A thrilling opening ceremony turned London’s mood from cynical towards euphoric. But after artistic seduction comes political reduction, says David Hayes.
This is a slow country to move. After seven years of preparation, months of publicity, weeks of fractiousness and days of panic, Britain had still not quite adjusted itself to the idea that it was to play host to the 2012 Olympic games. In the end, it took an instant of art to unlock the heart. True, at two hours the opening ceremony on the evening of 27 July in the gleaming new Olympic stadium in east London was, for an instant, on the long side. But the unfolding revelation that a genuine artistic vision of this complicated country was at work – coupled with the evanescence intrinsic to the occasion – sharpened the emotional effect. And, if much of the world was bemused, Britain was duly moved.

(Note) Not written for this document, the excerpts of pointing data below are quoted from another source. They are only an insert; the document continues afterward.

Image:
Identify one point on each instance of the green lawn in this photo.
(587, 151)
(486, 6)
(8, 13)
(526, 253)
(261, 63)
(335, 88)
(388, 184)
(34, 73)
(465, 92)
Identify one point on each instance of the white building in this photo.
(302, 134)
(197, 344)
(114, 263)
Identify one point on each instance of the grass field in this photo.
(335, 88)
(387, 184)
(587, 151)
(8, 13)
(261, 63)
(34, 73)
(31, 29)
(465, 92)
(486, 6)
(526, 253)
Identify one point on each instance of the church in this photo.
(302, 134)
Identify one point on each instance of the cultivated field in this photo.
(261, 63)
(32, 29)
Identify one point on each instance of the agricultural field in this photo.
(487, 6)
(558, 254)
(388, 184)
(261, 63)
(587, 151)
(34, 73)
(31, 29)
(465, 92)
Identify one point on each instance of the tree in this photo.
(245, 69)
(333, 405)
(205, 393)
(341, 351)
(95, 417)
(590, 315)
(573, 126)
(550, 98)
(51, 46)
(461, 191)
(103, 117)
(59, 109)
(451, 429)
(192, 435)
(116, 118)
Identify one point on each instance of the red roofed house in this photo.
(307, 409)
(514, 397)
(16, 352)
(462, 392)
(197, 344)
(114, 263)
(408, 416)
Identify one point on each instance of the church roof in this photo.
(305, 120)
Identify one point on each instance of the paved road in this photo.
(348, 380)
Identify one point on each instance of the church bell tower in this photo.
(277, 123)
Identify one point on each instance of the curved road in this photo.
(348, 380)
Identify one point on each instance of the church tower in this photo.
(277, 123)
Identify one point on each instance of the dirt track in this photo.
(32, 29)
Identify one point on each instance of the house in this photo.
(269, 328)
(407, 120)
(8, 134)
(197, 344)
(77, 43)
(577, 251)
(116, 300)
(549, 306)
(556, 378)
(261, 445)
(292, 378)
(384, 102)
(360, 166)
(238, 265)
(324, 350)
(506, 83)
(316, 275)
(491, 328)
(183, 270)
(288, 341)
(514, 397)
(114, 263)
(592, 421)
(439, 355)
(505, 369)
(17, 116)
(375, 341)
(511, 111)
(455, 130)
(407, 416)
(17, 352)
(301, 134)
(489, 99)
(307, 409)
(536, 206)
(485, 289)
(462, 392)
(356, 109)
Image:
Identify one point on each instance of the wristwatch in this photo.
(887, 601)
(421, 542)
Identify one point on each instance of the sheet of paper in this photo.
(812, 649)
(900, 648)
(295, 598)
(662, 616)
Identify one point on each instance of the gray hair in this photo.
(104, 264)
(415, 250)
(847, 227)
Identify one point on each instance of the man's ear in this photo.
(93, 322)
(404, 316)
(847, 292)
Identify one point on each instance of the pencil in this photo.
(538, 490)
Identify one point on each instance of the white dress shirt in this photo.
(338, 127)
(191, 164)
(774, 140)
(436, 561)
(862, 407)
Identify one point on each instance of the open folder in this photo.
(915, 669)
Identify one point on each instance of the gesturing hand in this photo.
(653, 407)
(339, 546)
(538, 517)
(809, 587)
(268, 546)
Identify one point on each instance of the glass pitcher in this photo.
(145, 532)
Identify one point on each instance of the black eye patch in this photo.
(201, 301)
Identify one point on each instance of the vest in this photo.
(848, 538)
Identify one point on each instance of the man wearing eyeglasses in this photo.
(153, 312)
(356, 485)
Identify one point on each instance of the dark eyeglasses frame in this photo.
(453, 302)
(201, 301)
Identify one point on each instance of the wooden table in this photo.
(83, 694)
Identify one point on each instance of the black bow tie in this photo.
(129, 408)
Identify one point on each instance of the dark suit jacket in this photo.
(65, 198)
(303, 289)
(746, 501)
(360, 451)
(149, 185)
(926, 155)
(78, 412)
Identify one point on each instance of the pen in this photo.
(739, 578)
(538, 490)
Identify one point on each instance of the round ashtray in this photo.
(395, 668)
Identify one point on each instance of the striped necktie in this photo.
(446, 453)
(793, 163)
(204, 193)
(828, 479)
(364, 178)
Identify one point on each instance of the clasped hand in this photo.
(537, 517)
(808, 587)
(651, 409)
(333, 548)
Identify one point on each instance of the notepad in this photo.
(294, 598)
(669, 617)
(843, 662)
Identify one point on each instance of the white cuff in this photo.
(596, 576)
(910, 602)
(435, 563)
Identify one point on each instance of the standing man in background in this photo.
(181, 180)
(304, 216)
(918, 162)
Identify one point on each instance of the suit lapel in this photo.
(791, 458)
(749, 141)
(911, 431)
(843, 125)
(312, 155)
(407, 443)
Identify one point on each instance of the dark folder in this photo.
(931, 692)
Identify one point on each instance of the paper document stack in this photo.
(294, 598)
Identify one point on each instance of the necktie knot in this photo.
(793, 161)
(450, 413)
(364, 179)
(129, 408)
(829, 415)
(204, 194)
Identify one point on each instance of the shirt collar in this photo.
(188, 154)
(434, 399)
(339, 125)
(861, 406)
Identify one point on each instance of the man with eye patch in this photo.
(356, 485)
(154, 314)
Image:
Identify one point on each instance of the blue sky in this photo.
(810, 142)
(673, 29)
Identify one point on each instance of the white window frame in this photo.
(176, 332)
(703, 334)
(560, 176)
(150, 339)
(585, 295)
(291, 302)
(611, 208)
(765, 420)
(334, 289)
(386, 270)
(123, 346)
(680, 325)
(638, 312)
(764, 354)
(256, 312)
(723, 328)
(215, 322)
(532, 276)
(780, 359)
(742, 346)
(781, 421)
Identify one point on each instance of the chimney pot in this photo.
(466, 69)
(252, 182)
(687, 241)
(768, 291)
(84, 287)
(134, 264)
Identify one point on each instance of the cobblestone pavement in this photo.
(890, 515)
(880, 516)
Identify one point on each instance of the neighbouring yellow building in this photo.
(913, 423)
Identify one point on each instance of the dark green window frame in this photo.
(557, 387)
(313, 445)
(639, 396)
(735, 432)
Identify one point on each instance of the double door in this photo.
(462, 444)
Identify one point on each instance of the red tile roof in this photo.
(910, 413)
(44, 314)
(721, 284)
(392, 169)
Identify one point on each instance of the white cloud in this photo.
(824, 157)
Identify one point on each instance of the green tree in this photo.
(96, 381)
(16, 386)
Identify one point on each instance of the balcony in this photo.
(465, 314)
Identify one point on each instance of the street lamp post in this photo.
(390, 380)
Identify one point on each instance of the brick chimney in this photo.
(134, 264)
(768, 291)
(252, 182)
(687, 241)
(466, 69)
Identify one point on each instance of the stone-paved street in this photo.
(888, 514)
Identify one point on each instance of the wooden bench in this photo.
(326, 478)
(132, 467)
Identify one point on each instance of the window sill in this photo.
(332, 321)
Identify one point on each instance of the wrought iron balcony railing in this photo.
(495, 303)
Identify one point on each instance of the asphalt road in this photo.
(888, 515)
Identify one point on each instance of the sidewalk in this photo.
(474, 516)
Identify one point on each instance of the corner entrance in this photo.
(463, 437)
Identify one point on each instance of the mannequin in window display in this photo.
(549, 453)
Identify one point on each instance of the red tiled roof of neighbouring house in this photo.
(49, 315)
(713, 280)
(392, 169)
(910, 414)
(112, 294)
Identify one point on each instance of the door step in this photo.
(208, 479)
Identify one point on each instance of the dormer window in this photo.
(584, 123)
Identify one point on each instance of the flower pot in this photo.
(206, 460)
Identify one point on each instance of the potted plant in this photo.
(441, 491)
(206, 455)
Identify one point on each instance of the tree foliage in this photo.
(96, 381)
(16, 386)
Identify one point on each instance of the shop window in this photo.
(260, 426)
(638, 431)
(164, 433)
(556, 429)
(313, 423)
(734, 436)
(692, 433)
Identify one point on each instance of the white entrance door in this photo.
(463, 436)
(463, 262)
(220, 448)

The creative director Danny Boyle’s affectionate, people-centred collage of national particularity and inventiveness offered an exuberantly different pantheon from the familiar top-down one – pioneering engineers, toilers of the industrial revolution, suffragettes, musicians, immigrants, children’s writers, the public health service, youngsters out on the town – while respecting (but thus also repositioning) more established figures already secure within it. A formative inspiration was the work of the modernist–romantic film-maker Humphrey Jennings (1907–50), especially his anthology of lesser-known texts (or “images,” as Jennings preferred) charting Britain’s transformation, Pandaemonium: The Coming of the Machine as Seen by Contemporary Observers. The influence of Jennings’s lyrical wartime documentaries – including the soundscape Listen to Britain (1942) and Fires Were Started (1943), whose acute social detail is observed with a surrealist eye – was also evident.

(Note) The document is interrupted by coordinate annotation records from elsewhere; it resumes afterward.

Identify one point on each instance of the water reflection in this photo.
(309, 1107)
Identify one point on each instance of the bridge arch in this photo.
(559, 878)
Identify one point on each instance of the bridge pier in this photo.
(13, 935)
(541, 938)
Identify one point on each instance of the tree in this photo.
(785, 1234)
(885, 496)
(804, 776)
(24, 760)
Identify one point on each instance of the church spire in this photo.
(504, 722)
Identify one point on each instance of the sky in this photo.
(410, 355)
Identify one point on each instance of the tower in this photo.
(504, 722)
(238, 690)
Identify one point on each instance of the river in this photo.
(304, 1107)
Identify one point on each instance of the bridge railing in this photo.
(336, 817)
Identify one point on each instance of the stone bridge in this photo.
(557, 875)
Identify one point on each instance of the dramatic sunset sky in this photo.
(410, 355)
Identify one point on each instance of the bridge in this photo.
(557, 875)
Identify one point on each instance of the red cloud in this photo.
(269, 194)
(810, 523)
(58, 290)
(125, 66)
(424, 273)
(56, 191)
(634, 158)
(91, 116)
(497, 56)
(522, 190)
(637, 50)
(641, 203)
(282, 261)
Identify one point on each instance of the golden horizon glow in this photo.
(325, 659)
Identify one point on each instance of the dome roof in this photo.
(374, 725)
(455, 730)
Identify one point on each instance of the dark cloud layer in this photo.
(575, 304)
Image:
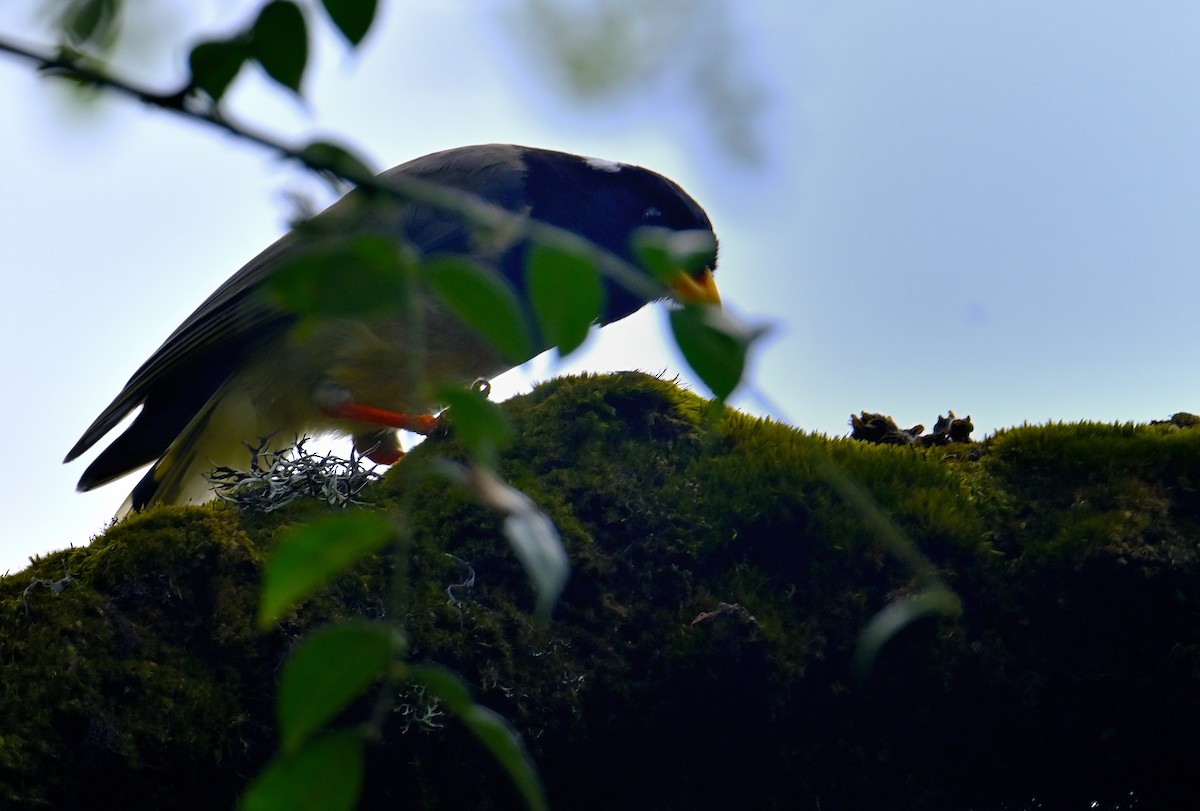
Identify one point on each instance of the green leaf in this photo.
(280, 42)
(353, 18)
(324, 775)
(479, 424)
(310, 556)
(497, 734)
(337, 160)
(216, 64)
(936, 600)
(359, 276)
(567, 295)
(666, 252)
(90, 20)
(483, 300)
(327, 672)
(714, 344)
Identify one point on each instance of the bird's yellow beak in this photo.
(690, 289)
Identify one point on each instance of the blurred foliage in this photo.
(701, 656)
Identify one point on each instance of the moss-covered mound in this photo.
(701, 654)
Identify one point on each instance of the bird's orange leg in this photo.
(421, 424)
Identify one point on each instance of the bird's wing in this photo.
(175, 383)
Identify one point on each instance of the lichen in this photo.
(701, 653)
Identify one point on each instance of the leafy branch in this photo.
(336, 666)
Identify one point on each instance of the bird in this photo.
(244, 367)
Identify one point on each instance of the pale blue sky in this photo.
(988, 208)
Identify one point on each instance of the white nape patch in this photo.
(600, 164)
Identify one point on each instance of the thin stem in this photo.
(471, 208)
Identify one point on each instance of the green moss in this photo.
(700, 655)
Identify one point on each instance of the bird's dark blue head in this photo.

“Isles of Wonder” was spellbinding, humane, witty – and contained elusive multitudes. (In the course of praising the dedication of the 15,000 actor-volunteers, the show’s writer Frank Cottrell Boyce noted the pleasing fact that “wherever you looked, people were doing something different.”) The animating spirit of a beautiful fantasy was encapsulated in the paean to Tim Berners-Lee, founder of the world wide web: “this is for everyone.” Its propulsive narrative – that the subversive, imaginative spirit of a multifarious land is the source of its achievements, and that it is now confident enough to pass on the torch to those kids – was both intelligent enough to accommodate the sensibilities of the “official version” of national history (including in its post-imperial, “inclusive” variants) and bold enough to claim fresh ground.
Boyle engagingly said that the intention of a ceremony three years in the making was to be “proud and modest.” In the event it wholeheartedly embraced the contradictions implicit in these words, and dramatised a generous, optimistic, democratic (and England-centred) patriotism. As a work of art it “bears within itself its own verification” (to cite a phrase of Solzhenitsyn), and might have been thought hard to unpick without violating its integrity. But it immediately became clear that Britain’s always-on army of partisan activists and pundits knew better.